Cablevision Systems Corp. is starting rollouts of the speedy Docsis 3.0 platform to help it fend off competition from Verizon Communications Inc. and its fiber-fed FiOS service.
"We haven't announced a marketing strategy... but [Docsis 3.0] will be operational this year," said Cablevision COO Tom Rutledge Thursday morning during the MSO's second quarter earnings call.
Docsis 3.0, also known as "Wideband," bonds together multiple 6 MHz channels to produce shared speeds in excess of 100 Mbit/s. So far, Comcast Corp. is the only U.S. MSO to make a significant commitment to the technology this year, planning to wire up to 20 percent of its platform for Docsis 3.0 by year's end, and across the board by mid-2010. (See Comcast Enters the Wideband Era .) Like Cablevision, Time Warner Cable Inc. is grappling with FiOS, and has announced plans to begin tests of Docsis 3.0 in New York later this year. (See Britt: Docsis 3.0 Coming to NYC.)
Today, Cablevision's fastest Docsis-based Internet service tier caps the upstream at 30 Mbit/s downstream and 5 Mbit/s upstream.
Rutledge said the capital spend for the Wideband project is connected with the MSO's plans to throw a WiFi canopy over its New York and Connecticut footprint.
Announced in May, Cablevision's WiFi plan, which will take more than two years to complete, will provide "free" access to the MSO's high-speed Internet subscribers. Cablevision may also offer access to the wireless network to non-subs for a fee. (See Cablevision High on WiFi.) The MSO has not announced any vendor partners, but there's been visual evidence suggesting that Cisco Systems Inc. and BelAir Networks Inc. are in the mix, or at least involved in the MSO's technology bake-off.
"WiFi construction is progressing and you will be hearing from us soon about our launch plans," Rutledge said. "We think that will cement our relationship with our customers for the long haul."
He said Cablevision spent roughly $20 million in the second quarter on the WiFi and Docsis 3.0 buildout. "It's really two projects in one," Rutledge explained. "The total capital for that [combined project] over a three-year budget cycle is about $100 per customer or in the range of $315 million."
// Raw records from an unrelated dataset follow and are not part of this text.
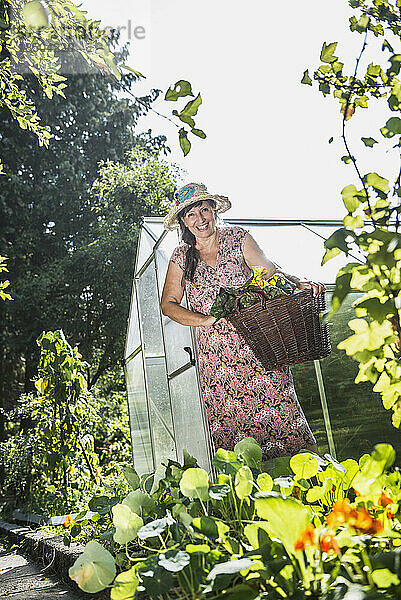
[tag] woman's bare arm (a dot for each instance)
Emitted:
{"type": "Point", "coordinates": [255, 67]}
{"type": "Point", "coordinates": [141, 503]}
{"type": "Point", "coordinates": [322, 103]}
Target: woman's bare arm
{"type": "Point", "coordinates": [173, 292]}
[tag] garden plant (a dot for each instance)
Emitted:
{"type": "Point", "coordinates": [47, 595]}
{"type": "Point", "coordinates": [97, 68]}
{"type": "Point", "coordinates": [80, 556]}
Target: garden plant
{"type": "Point", "coordinates": [317, 528]}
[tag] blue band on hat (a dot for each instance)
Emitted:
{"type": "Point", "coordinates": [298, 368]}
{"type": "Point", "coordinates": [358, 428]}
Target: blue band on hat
{"type": "Point", "coordinates": [185, 193]}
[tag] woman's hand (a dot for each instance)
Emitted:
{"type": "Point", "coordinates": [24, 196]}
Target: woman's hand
{"type": "Point", "coordinates": [317, 288]}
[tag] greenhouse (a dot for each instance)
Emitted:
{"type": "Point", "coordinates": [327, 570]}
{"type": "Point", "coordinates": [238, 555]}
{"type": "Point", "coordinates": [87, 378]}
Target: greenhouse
{"type": "Point", "coordinates": [165, 402]}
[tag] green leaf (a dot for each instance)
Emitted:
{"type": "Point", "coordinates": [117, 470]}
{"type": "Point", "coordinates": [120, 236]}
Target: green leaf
{"type": "Point", "coordinates": [137, 73]}
{"type": "Point", "coordinates": [304, 465]}
{"type": "Point", "coordinates": [392, 127]}
{"type": "Point", "coordinates": [184, 118]}
{"type": "Point", "coordinates": [243, 482]}
{"type": "Point", "coordinates": [350, 198]}
{"type": "Point", "coordinates": [125, 585]}
{"type": "Point", "coordinates": [181, 88]}
{"type": "Point", "coordinates": [191, 108]}
{"type": "Point", "coordinates": [198, 132]}
{"type": "Point", "coordinates": [377, 182]}
{"type": "Point", "coordinates": [367, 481]}
{"type": "Point", "coordinates": [326, 54]}
{"type": "Point", "coordinates": [250, 451]}
{"type": "Point", "coordinates": [94, 570]}
{"type": "Point", "coordinates": [368, 336]}
{"type": "Point", "coordinates": [353, 222]}
{"type": "Point", "coordinates": [265, 482]}
{"type": "Point", "coordinates": [139, 502]}
{"type": "Point", "coordinates": [387, 46]}
{"type": "Point", "coordinates": [132, 477]}
{"type": "Point", "coordinates": [210, 527]}
{"type": "Point", "coordinates": [35, 15]}
{"type": "Point", "coordinates": [184, 142]}
{"type": "Point", "coordinates": [286, 518]}
{"type": "Point", "coordinates": [369, 142]}
{"type": "Point", "coordinates": [306, 79]}
{"type": "Point", "coordinates": [126, 522]}
{"type": "Point", "coordinates": [219, 491]}
{"type": "Point", "coordinates": [174, 560]}
{"type": "Point", "coordinates": [195, 484]}
{"type": "Point", "coordinates": [336, 243]}
{"type": "Point", "coordinates": [230, 567]}
{"type": "Point", "coordinates": [395, 64]}
{"type": "Point", "coordinates": [154, 528]}
{"type": "Point", "coordinates": [226, 461]}
{"type": "Point", "coordinates": [315, 493]}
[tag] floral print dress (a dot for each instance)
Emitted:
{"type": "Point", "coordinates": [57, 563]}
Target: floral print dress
{"type": "Point", "coordinates": [241, 398]}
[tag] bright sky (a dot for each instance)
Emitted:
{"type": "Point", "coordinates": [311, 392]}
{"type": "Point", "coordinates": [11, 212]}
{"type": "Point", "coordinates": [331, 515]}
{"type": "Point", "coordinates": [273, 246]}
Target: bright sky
{"type": "Point", "coordinates": [267, 135]}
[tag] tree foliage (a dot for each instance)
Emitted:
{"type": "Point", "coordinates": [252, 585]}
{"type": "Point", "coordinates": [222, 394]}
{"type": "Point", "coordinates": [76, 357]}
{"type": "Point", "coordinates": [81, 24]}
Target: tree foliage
{"type": "Point", "coordinates": [45, 41]}
{"type": "Point", "coordinates": [71, 267]}
{"type": "Point", "coordinates": [373, 204]}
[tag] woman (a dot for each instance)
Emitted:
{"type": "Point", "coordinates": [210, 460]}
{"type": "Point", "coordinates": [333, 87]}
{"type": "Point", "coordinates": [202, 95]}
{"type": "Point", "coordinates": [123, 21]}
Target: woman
{"type": "Point", "coordinates": [241, 398]}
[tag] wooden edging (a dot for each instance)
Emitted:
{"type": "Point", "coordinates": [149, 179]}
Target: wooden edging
{"type": "Point", "coordinates": [49, 551]}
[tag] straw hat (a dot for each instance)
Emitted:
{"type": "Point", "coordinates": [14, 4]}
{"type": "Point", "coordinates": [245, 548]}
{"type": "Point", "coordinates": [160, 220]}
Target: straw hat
{"type": "Point", "coordinates": [189, 194]}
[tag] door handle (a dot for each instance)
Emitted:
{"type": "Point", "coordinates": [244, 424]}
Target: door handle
{"type": "Point", "coordinates": [191, 357]}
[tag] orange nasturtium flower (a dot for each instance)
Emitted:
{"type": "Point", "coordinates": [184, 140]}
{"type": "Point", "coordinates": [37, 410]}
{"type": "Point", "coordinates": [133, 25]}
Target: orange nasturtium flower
{"type": "Point", "coordinates": [357, 518]}
{"type": "Point", "coordinates": [339, 513]}
{"type": "Point", "coordinates": [69, 522]}
{"type": "Point", "coordinates": [306, 538]}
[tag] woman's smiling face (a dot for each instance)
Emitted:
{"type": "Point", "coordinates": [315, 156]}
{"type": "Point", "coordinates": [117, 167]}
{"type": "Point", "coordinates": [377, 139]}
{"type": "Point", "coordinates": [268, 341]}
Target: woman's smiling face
{"type": "Point", "coordinates": [200, 220]}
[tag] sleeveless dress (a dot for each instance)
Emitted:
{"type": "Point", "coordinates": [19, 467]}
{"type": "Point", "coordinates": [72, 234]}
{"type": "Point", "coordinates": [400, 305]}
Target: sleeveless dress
{"type": "Point", "coordinates": [241, 398]}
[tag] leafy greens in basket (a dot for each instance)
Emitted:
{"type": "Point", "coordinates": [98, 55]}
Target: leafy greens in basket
{"type": "Point", "coordinates": [249, 293]}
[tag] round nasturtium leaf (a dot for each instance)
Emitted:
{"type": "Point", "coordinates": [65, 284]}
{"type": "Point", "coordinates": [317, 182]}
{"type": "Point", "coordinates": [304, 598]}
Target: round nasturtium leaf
{"type": "Point", "coordinates": [265, 482]}
{"type": "Point", "coordinates": [174, 560]}
{"type": "Point", "coordinates": [315, 493]}
{"type": "Point", "coordinates": [195, 484]}
{"type": "Point", "coordinates": [35, 15]}
{"type": "Point", "coordinates": [94, 570]}
{"type": "Point", "coordinates": [126, 522]}
{"type": "Point", "coordinates": [285, 519]}
{"type": "Point", "coordinates": [304, 465]}
{"type": "Point", "coordinates": [250, 451]}
{"type": "Point", "coordinates": [131, 476]}
{"type": "Point", "coordinates": [125, 585]}
{"type": "Point", "coordinates": [243, 482]}
{"type": "Point", "coordinates": [139, 502]}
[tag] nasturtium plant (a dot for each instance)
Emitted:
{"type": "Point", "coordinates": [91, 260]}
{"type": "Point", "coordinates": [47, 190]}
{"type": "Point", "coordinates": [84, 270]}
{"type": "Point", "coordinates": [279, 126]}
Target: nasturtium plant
{"type": "Point", "coordinates": [95, 569]}
{"type": "Point", "coordinates": [126, 522]}
{"type": "Point", "coordinates": [195, 484]}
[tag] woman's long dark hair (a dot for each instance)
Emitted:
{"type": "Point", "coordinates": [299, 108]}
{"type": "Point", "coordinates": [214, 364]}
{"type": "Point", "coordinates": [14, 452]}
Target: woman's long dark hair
{"type": "Point", "coordinates": [192, 256]}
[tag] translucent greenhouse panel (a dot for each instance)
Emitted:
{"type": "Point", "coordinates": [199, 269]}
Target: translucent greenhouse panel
{"type": "Point", "coordinates": [308, 395]}
{"type": "Point", "coordinates": [150, 312]}
{"type": "Point", "coordinates": [358, 417]}
{"type": "Point", "coordinates": [145, 249]}
{"type": "Point", "coordinates": [133, 336]}
{"type": "Point", "coordinates": [190, 423]}
{"type": "Point", "coordinates": [156, 226]}
{"type": "Point", "coordinates": [160, 409]}
{"type": "Point", "coordinates": [176, 336]}
{"type": "Point", "coordinates": [298, 251]}
{"type": "Point", "coordinates": [138, 413]}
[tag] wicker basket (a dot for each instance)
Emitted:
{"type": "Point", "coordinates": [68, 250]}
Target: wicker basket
{"type": "Point", "coordinates": [285, 330]}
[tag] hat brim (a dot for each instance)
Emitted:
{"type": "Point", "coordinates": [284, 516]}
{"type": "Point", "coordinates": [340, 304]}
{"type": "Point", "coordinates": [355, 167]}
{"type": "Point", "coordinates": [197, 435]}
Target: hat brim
{"type": "Point", "coordinates": [171, 221]}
Cablevision's second quarter financials once again showed that the MSO is still growing amid the specter of FiOS.
Revenues for the MSO's cable unit jumped 9 percent, to $1.24 billion. Cablevision also managed to add 7,000 basic video subscribers on a sequential quarter basis, but lost 7,000 basics when compared to year-ago totals. It ended the period with 3.13 million basic subs. (See Cablevision Posts Q2.)
In terms of more advanced services, Cablevision added 120,000 digital video subs, extending that total to 2.78 million, and a penetration of almost 90 percent. The MSO also gained 52,000 high-speed Internet customers (2.39 million total) and 81,000 digital voice subs (1.76 million total). Overall, Cablevision added 260,000 revenue generating units (RGUs), up 2.6 percent from the previous quarter. Revenue per subscriber also rose 2.1 percent, to $132.29, versus the first quarter.
"Cablevision continues to write the playbook for the rest of the cable industry on how to compete with Verizon," said Sanford C. Bernstein & Co. Inc. analyst Craig Moffett in a note issued this morning. "In the two years since Verizon launched its FiOS TV service, Cablevision has actually gained net subscribers." Cablevision competes with Verizon FiOS in about one third of the cable MSO's footprint.
Rutledge said FiOS has been typical of other "overbuilds" Cablevision has dealt with in past years -- competitors are able to steal away customers in the "high single-digit" range in the first year, then reaches a "static point" after about two years. In markets where Cablevision has faced FiOS for two years, Cablevision's "losses have slowed to a trickle," Rutledge said.